My kitchen crew and I are putting in the time creating some new and wonderful delights such as a candied pear and spicy pecan spinach salad with a balsamic reduction and feta cheese. To go with that, I went a little old school with a broiled bison striploin steak with a Canadian whiskey and toasted black peppercorn cream sauce. Our fantastic Pastry Chef, Ute, made a lemon mousse tart for dessert that was simply melt-in-your-mouth fantastic. And for breakfast one morning we had classic smoked-salmon Eggs Benedict with homemade Hollandaise sauce, chunky potato hash-browns, and a selection of fresh fruit.
The après ski keeps getting better. We had a local cheese and a homemade pickle platter. At the centre of the charcuterie was a Camembert wheel stuffed with blue cheese wrapped in filo pastry and then baked golden brown on a puddle of blackberry jalapeño jelly. Next to this was the braised elk crostini with caramelized onion jam and wine jelly. I jumped into the baking section and produced a NY-style cheesecake topped with a dried cherry compote.

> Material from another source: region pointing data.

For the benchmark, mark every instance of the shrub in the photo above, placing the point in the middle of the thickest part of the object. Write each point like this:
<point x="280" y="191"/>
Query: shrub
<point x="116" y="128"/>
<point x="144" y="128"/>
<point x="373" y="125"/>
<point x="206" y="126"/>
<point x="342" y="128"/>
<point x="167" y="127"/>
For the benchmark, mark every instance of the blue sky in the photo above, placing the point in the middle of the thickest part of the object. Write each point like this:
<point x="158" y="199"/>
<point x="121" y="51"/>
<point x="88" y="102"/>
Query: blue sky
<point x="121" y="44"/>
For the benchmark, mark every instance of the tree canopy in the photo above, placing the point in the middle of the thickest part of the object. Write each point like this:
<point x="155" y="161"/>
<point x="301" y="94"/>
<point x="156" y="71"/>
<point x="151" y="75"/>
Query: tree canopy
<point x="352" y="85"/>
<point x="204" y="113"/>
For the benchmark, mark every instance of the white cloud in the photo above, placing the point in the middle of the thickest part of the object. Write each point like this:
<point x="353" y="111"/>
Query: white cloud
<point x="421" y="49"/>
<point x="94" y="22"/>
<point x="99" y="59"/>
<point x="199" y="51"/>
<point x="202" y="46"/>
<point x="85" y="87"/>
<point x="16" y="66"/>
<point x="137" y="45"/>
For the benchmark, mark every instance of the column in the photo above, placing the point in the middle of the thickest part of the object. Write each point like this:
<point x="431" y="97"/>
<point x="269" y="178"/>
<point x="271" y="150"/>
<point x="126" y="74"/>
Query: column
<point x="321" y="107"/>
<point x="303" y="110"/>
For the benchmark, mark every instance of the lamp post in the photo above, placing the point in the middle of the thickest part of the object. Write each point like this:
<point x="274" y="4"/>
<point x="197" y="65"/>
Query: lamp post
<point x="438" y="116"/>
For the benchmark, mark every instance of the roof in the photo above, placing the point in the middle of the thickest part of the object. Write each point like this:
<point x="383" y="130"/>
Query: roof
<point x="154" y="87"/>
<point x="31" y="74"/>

Chef Jeff made another fine salad this week – a Japanese noodle salad topped with matchstick vegetables, wasabi drizzle, and fresh cilantro sprouts. Dinner that evening was goose paella with prawn and our local Lumby-produced chorizo sausage (that has been drying in the cooler for about a month), all served with buttered fresh beets from the farm.
One of the pictures shows Jeff topping the desserts – his chocolate Kahlua mousse with some Baileys whipped cream. There are also a few photos of après ski platters that I put together with smoked salmon, spinach, capers, onion and cream cheese roll-ups, plus some crispy fried baby calamari with house-made tzatziki.